If only it were that simple. You see, reflowing layout is one piece of this giant multi-device design puzzle. We also interact with our newly squishy interfaces with these clumsy sausages we call fingers. This forces our hand (har har) as designers to ensure our user interfaces aren’t just viewable on different-sized screens, but are also finger friendly.
Ergonomics, posture, context, and the tactile nature of touch all have real ramifications on how our tap-happy users experience our designs. A design may look fine on a mobile handset, but how does it feel? Accounting for touch is of utmost importance as more of the screens in our lives have touch capabilities, but where can you go to learn how to properly execute thoughtful, touch-friendly designs?
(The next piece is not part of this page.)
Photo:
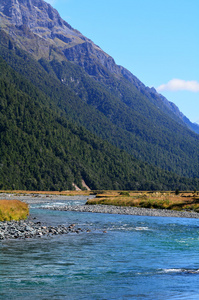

You’re in luck, because Josh is here to touch on these subjects in a big way.
Josh Clark is a treasure trove of touch design insights, and has the uncanny ability to discuss high-level principles and in-the-weeds details alike with clarity and candor. In this book, Josh will help you understand key principles for designing for touch, along with constraints and opportunities for both native platforms and the web.
There will be rules of thumb, but also pragmatic advice on when to break those rules. Josh doesn’t just bestow years of hard-earned, practical touch design knowledge on you; he delivers it with wit and an enthusiasm for the subject that’s downright contagious. I have no doubt by the time you’re done with this book, your brain will be bursting with ideas on how to tap, pinch, swipe, and scroll your way to design nirvana. Enjoy!
If you’re making things for all these different-sized glass rectangles, do yourself a favor and go pick up Josh’s book.